Pareto front from the classic optimal pipe sizing. (The y-axis measures the fraction of unsupplied water that, compared to Figure 1, is ‘one minus the solution's benefits/performance’: this justifies the different shapes of Pareto fronts in Figure 1 and Figure 2, which are complementary.)

Close modal

In particular, compared to solution 24, solution 25 consists of replacing pipe 23, as is also the case for solution 24. Solution 25 now uses a diameter (164 mm) which is smaller than the one of solution 24 (290 mm). Also, solution 25 provides the replacement of the pipe 24 which is not replaced in solution 24, and finally both solutions replace the pipe 34 (in both cases the diameter has been changed from 368 mm to 500 mm).

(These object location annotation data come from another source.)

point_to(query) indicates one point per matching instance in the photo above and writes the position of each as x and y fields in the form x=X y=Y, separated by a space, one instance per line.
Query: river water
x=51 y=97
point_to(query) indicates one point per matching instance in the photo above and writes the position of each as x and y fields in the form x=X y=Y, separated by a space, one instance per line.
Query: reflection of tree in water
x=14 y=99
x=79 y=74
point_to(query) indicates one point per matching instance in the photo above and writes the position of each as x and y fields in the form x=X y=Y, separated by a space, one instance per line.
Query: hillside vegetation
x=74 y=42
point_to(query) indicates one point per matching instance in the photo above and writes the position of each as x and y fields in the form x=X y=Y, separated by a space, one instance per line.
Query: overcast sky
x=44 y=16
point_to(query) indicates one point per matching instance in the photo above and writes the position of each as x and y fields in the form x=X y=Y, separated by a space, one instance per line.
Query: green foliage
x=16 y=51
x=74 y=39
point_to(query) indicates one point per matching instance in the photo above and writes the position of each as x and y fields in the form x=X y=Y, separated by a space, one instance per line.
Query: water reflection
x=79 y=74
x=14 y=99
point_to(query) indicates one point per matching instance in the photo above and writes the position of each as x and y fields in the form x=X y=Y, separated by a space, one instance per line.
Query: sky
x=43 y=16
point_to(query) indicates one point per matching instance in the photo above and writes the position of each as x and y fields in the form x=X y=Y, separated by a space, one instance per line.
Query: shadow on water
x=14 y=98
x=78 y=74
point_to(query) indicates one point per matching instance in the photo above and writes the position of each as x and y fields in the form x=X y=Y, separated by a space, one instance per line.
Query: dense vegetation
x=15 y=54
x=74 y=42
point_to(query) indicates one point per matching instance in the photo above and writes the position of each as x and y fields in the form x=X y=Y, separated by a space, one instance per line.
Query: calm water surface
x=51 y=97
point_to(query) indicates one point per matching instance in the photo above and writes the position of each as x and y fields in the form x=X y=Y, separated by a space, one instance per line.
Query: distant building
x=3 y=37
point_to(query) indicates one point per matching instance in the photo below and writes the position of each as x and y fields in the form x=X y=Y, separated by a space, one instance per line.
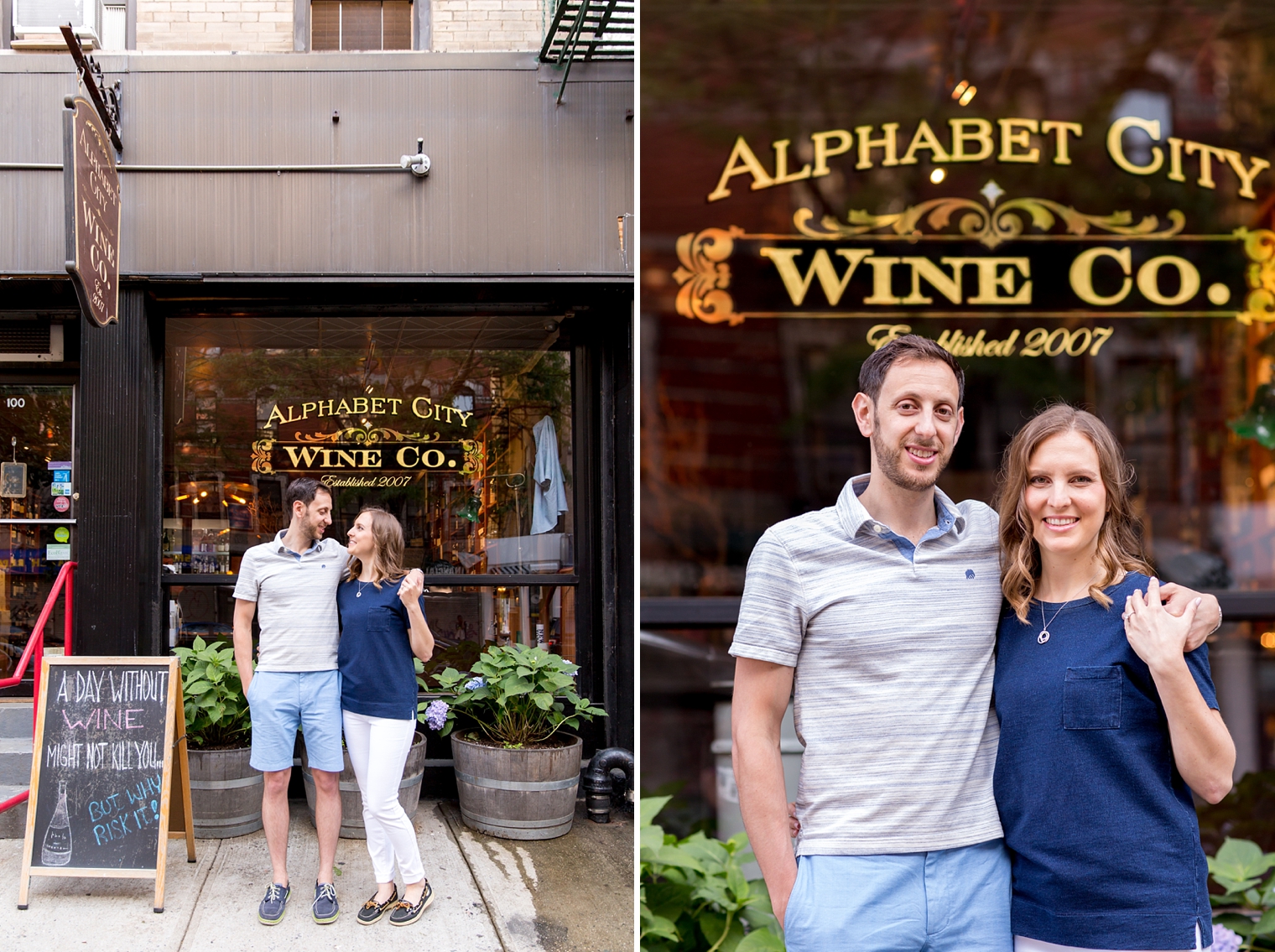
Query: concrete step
x=16 y=718
x=13 y=822
x=14 y=761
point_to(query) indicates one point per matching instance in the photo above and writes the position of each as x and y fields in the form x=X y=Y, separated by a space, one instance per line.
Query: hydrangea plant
x=1247 y=909
x=695 y=896
x=515 y=694
x=217 y=714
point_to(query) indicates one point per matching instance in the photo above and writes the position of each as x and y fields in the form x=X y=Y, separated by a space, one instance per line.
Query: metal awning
x=590 y=29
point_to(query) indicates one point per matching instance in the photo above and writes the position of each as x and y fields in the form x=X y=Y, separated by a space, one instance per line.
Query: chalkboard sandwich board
x=110 y=743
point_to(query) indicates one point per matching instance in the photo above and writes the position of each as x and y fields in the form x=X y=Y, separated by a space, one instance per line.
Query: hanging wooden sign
x=92 y=195
x=110 y=746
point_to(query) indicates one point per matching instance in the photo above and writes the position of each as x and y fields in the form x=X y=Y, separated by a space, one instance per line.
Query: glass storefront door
x=37 y=509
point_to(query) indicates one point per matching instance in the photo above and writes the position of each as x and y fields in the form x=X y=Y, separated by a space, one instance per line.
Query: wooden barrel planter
x=351 y=799
x=225 y=793
x=518 y=794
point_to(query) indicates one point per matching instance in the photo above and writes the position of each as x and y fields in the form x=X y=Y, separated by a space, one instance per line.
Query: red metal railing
x=34 y=650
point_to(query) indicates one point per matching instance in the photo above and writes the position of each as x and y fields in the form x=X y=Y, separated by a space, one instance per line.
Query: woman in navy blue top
x=1107 y=724
x=382 y=627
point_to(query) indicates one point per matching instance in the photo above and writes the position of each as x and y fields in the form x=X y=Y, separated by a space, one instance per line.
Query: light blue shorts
x=282 y=701
x=943 y=901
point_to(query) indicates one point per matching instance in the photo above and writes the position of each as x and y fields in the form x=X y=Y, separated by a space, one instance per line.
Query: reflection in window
x=463 y=620
x=34 y=434
x=468 y=446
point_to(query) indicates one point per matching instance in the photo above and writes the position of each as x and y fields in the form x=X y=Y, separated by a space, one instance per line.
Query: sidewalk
x=574 y=893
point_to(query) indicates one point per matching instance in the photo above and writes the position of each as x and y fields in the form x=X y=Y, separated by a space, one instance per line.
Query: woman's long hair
x=1120 y=547
x=388 y=554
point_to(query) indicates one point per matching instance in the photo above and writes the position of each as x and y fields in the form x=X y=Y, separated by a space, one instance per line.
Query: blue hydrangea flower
x=436 y=715
x=1224 y=939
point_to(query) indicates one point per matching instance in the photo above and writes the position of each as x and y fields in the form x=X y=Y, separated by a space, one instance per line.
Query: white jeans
x=1025 y=944
x=377 y=750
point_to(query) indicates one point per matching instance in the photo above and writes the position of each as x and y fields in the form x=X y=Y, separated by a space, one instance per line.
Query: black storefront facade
x=294 y=302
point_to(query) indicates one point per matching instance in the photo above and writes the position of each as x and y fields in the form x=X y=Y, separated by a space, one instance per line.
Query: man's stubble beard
x=889 y=459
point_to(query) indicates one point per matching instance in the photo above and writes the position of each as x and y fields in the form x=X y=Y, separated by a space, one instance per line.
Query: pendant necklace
x=1044 y=626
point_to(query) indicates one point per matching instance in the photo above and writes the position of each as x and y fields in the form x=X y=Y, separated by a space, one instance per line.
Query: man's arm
x=1206 y=618
x=244 y=612
x=762 y=692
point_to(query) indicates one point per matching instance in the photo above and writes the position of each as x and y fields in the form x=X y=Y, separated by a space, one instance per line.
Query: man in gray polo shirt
x=291 y=584
x=879 y=616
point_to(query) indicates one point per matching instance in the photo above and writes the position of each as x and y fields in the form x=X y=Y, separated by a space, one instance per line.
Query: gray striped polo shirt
x=892 y=689
x=296 y=603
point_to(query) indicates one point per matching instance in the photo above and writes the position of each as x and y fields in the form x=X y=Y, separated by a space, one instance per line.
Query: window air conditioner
x=37 y=22
x=29 y=341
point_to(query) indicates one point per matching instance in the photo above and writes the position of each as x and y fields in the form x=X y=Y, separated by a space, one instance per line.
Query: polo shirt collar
x=855 y=518
x=282 y=547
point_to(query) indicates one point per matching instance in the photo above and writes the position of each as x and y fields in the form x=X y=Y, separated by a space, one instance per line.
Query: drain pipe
x=597 y=780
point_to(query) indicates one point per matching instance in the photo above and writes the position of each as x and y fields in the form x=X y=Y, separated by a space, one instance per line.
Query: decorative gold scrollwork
x=473 y=451
x=1260 y=301
x=704 y=277
x=987 y=226
x=367 y=434
x=262 y=450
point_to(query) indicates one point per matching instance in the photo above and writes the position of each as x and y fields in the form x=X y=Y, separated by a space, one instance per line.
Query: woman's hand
x=1157 y=637
x=412 y=586
x=1203 y=748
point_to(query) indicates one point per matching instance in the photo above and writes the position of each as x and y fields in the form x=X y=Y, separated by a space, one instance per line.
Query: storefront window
x=36 y=510
x=1075 y=203
x=465 y=437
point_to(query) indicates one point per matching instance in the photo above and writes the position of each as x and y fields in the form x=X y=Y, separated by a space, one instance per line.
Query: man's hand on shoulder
x=412 y=586
x=1208 y=618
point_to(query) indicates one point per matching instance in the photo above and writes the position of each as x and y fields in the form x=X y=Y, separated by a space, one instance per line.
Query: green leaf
x=514 y=686
x=658 y=925
x=1238 y=924
x=1267 y=924
x=652 y=839
x=649 y=807
x=676 y=856
x=1240 y=861
x=760 y=941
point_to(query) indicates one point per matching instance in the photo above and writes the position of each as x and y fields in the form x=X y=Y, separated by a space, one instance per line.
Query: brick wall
x=247 y=26
x=487 y=26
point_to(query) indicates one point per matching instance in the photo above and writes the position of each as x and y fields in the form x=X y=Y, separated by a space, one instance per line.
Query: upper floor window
x=360 y=24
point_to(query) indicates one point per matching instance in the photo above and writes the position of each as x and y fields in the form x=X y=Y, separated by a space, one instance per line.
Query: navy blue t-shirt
x=377 y=679
x=1102 y=829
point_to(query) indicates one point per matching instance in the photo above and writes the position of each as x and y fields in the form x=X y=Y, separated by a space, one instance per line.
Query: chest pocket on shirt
x=1091 y=697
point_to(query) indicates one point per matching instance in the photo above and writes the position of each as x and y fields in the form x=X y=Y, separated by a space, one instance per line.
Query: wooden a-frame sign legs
x=174 y=812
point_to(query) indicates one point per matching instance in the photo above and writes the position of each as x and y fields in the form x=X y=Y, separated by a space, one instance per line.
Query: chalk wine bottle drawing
x=56 y=849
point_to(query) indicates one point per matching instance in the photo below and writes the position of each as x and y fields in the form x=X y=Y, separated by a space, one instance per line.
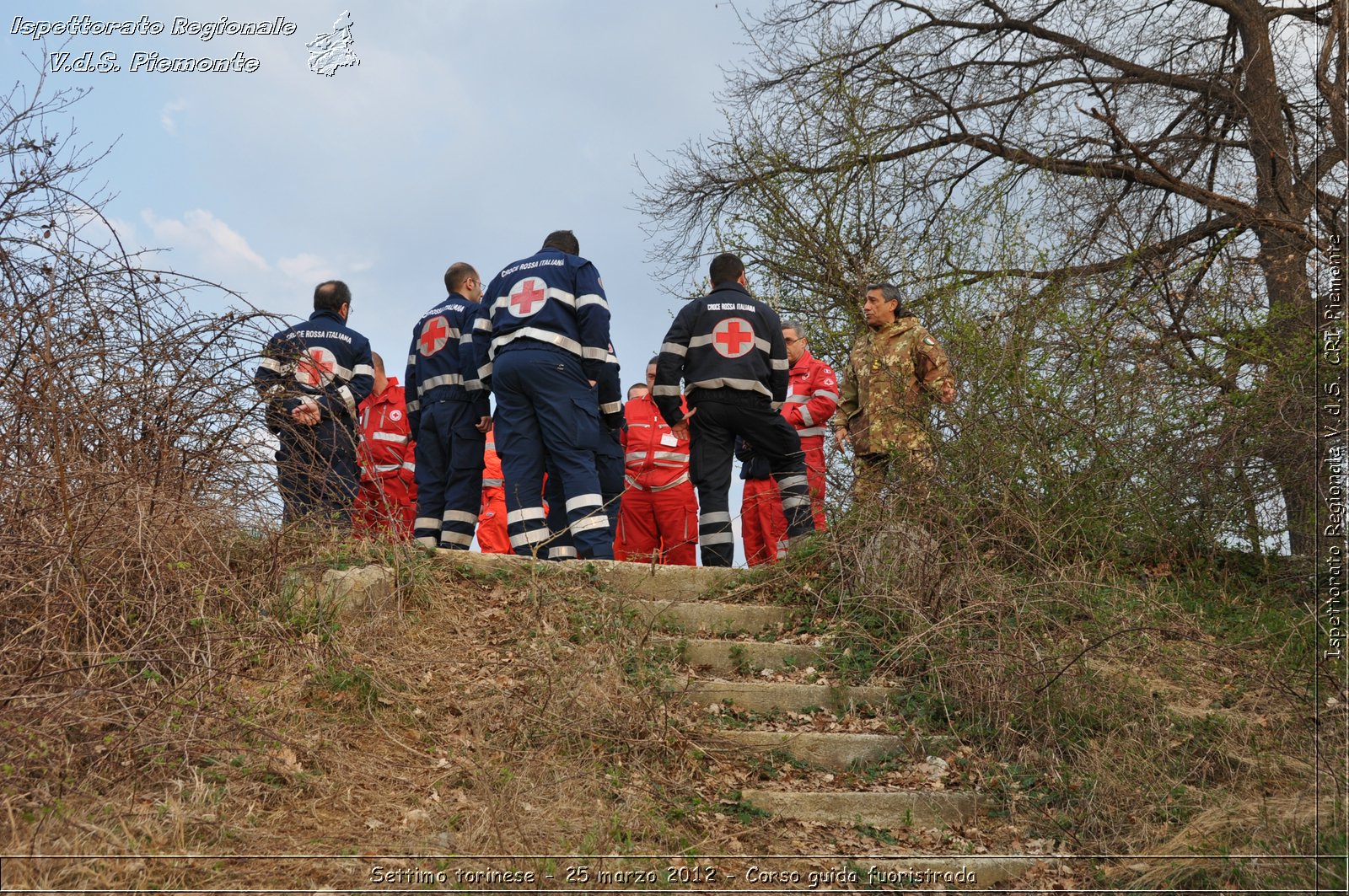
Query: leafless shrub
x=130 y=469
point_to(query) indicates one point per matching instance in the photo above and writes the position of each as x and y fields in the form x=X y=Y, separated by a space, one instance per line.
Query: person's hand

As another example, let us consider solutions 25 and 26. Solution 26 compared to solution 25 does not replace the pipes 23 and 24, while it replaces the pipe 8, and it continues to replace, as in solution 25, pipe 34 with a pipe of the same diameter provided by solution 25. Finally, the solution 27 requires the increase of the pipe 8, which was already increased, i.e., replaced for the implementation of solution 26. Clearly, this is not effective from a technical standpoint.

This clearly highlights not only that solutions are non-contiguous, but also that to get the benefits associated with a given solution it is required to bring the network back to the initial conditions, making this unacceptable from both economic and technical standpoints. This confirms that the traditional Pareto front developed for deciding the one-off intervention on the network cannot be used to develop a plan.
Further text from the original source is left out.